Another snowstorm blanketed northern California on Wednesday, with
overnight rains on Thursday causing flooding near Malibu.
Yet a new map, released Thursday by federal agencies, still shows most of California in either severe or extreme drought.
But it's a major improvement from over a week ago.
The snowpack was well above average in 2017, and now experts wonder if this winter could look the same.
It's only December, and even with snow this month at 158% of normal, the snowpack needs this winter to pack in more major storms.
"We really need the upcoming months to perform just as well as this one if we want this to help us pull out of the drought at all, so this is a really promising start," Andrew Schwartz, Station Manager of Central Sierra Snow Lab at University of California Berkeley, said. "We're at about 68% of what we would expect for an entire average winter. We need to only make up the other 32% before the rest of the snow can go towards drought relief and replenishing our water supply."
And it's in dire need of replenishing.
Spring and summer runoff supply 65% of California’s water.
Due to annual runoff declining through the past decade, nearly all of the state's major reservoirs are well below their historic averages.
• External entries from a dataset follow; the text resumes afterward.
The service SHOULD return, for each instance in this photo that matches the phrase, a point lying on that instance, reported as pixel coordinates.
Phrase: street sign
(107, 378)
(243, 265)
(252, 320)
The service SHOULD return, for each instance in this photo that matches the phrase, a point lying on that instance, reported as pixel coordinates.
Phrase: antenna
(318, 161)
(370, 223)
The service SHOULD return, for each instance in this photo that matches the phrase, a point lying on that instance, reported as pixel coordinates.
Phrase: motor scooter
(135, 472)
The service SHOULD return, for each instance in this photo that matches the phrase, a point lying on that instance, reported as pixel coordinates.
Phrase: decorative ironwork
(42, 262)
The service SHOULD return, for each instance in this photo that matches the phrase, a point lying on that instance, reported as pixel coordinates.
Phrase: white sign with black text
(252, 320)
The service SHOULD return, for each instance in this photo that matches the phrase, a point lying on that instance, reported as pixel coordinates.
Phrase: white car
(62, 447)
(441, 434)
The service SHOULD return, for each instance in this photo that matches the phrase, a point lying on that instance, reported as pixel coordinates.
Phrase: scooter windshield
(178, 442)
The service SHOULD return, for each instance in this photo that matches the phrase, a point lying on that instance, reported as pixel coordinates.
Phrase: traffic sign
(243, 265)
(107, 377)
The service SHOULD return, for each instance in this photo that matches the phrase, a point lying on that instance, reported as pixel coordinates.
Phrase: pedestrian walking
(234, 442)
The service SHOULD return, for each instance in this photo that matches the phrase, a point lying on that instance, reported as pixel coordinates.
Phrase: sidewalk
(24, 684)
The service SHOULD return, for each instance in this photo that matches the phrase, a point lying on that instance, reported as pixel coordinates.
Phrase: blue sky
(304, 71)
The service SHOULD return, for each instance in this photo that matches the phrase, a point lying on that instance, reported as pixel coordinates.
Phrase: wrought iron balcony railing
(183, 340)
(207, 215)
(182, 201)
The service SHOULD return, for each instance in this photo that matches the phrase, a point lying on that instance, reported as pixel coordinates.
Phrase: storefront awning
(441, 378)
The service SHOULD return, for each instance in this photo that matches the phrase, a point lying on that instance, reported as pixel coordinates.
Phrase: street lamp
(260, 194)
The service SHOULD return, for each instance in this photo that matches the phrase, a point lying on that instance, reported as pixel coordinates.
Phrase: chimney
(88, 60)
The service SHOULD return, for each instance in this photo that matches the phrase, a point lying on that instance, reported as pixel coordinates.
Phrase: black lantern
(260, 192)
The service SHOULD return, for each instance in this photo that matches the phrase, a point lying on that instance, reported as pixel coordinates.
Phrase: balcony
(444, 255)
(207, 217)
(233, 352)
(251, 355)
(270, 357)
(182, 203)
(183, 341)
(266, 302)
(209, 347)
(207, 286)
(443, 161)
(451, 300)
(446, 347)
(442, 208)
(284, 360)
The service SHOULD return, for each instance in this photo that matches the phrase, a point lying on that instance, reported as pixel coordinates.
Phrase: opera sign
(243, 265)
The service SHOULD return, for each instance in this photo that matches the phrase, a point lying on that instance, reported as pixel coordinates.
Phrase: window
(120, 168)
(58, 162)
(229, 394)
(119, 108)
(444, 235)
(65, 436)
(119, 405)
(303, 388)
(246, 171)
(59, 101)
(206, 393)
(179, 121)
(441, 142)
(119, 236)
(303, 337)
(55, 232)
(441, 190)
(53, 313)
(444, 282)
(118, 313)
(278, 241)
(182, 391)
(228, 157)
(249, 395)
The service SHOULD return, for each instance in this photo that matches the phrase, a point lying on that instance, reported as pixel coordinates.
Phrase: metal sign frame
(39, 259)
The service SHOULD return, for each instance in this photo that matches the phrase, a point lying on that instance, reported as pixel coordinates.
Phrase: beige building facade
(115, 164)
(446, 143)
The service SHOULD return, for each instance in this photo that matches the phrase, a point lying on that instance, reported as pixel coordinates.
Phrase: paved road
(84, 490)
Things are so bad that earlier this month, state officials told water agencies to not expect any water from reservoirs heading into the new year. The governor warning, three weeks ago, the drought emergency and water conservation mandates will continue.
The hope is that massive snowstorms, however disruptive, will continue.
A studyreleased in October found that the snowpack could largely disappear in 25 years if global warming continues unchecked. Previous studies have shown that increasing temperatures from human-caused climate change are shrinking snowpacks around the world and altering precipitation patterns.